Anchored by the 1971 World Series, questions of mortality, heroism, and infidelity help this outstanding novel transcend the sports genre.
There are many baseball novels that are not really about baseball, and Philip Beard’s Swing is one of them. Swing centers on English professor Henry Graham and his boyhood relationship with John Kostka, a man who’s missing the lower half of his body and moves by placing his hands on the ground and swinging himself. Both Pirates fans, the two quickly grow close against the backdrop of the World Series. But this relationship is merely a window through which the reader views Henry’s damaged families in chapters alternating between 1971 and the present. Questions of infidelity, mortality, and heroism are examined, with affecting honesty and realism.

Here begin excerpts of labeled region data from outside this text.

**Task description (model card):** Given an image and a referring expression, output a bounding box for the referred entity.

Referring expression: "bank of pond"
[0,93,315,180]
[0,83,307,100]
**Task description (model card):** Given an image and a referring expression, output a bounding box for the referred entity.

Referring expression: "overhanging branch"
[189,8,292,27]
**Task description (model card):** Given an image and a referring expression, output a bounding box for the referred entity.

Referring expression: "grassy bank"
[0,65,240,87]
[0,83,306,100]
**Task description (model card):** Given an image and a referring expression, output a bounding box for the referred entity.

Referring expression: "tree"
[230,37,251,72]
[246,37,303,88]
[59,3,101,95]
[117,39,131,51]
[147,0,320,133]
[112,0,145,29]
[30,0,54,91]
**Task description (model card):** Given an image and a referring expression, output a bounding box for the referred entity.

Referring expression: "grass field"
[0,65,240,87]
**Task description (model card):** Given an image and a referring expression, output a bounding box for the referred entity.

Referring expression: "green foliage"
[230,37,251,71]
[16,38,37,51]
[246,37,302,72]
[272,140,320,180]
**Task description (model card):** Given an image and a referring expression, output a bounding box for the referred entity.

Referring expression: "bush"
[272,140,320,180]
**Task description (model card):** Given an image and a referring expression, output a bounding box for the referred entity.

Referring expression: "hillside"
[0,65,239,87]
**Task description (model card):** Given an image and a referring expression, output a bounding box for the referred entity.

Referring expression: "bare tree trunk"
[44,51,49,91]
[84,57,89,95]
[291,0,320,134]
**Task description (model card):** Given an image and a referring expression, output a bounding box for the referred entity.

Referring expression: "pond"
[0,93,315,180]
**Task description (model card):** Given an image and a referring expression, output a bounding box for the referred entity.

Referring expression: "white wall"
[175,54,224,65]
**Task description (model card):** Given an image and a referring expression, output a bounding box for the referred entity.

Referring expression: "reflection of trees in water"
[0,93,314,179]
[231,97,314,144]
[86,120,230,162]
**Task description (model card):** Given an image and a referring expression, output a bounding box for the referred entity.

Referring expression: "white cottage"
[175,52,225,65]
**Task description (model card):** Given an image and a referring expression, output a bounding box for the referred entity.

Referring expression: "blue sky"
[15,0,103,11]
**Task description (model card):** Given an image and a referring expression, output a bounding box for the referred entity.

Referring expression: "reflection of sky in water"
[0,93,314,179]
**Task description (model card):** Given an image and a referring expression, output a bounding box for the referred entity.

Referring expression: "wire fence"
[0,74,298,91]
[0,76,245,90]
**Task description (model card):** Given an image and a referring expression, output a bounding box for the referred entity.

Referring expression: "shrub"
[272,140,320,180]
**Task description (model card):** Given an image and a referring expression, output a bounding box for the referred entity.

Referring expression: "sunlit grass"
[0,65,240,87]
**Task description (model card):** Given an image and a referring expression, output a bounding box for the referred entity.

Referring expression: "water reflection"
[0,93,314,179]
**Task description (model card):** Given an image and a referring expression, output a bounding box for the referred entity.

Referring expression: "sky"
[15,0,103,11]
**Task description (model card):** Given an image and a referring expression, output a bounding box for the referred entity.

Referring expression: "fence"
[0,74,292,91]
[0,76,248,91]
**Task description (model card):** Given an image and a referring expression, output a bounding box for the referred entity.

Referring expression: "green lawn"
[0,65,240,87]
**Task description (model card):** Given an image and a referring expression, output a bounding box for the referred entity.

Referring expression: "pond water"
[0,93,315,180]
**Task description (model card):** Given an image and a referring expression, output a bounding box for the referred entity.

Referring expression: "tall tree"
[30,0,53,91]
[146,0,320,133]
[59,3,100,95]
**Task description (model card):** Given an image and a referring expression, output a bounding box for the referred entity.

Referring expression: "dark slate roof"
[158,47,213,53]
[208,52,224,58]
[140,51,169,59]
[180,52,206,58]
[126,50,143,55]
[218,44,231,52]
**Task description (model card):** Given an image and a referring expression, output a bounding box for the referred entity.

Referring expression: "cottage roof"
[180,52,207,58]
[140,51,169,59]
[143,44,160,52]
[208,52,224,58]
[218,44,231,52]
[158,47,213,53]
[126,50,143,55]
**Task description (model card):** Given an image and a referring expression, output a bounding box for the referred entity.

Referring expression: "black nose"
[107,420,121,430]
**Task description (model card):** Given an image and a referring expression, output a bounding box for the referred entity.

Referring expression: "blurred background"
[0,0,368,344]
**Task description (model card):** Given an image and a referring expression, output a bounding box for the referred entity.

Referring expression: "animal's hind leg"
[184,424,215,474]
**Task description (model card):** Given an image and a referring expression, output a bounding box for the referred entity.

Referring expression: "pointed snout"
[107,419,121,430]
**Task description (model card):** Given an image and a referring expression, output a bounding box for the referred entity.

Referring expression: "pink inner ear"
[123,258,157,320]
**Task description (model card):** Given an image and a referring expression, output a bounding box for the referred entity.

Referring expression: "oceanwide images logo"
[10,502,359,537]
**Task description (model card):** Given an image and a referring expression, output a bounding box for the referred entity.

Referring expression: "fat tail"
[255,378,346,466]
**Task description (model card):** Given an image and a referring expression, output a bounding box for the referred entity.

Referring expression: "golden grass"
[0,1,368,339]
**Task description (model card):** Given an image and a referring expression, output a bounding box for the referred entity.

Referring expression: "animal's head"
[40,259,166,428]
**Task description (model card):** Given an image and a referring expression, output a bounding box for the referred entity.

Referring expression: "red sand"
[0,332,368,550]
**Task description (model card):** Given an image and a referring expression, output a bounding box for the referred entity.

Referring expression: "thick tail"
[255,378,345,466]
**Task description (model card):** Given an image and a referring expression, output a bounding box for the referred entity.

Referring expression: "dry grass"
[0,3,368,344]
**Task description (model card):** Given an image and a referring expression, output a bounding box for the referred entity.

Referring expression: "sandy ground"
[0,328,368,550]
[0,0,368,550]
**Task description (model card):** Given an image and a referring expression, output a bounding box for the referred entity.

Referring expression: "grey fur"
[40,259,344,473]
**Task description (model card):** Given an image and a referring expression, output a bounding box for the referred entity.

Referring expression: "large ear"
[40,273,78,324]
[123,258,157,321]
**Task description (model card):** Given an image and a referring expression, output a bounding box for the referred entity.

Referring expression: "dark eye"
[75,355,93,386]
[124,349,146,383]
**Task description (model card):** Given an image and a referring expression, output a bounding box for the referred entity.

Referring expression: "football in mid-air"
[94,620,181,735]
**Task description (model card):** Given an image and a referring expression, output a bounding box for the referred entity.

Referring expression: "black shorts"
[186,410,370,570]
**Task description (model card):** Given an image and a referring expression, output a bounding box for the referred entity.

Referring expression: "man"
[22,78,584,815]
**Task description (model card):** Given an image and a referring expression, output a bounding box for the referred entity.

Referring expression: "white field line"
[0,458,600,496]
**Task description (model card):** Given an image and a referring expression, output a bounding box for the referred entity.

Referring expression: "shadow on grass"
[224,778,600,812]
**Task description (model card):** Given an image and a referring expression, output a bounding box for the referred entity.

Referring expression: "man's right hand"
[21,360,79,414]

Beard’s characters are flawed but inherently likeable, and he allows us to know them intimately, so their missteps and misfortunes hit like a punch in the gut. Every character—the absent father, the troubled sister, the mysterious wonder that is John Kostka—feels alive due to Beard’s skillfully simple prose and dialogue. Beard uses both present and past tenses in telling his story, and the Pirates are both an anchor that the story’s characters revolve around, as well as a metaphor for the happenings in Henry’s life. Young Henry’s inner turmoil erupts when he learns of the death of Pirate star Roberto Clemente on New Year’s Eve, 1972; the scene is vivid, and memorable:
My bike had been put away for the winter so I ran, the air like a cold cinch around my lungs at first, and then burning my throat. A train whistle blew, and its distant rumbling urged me on faster still. I didn’t realize I was crying until the tears started to blur my vision, and, when my hands went to my face, it was already wet.
There’s no letdown in Swing‘s momentum; Henry’s childhood and adulthood each contain hazards and revelations, and Swing offers a consistent level of excellence in every chapter.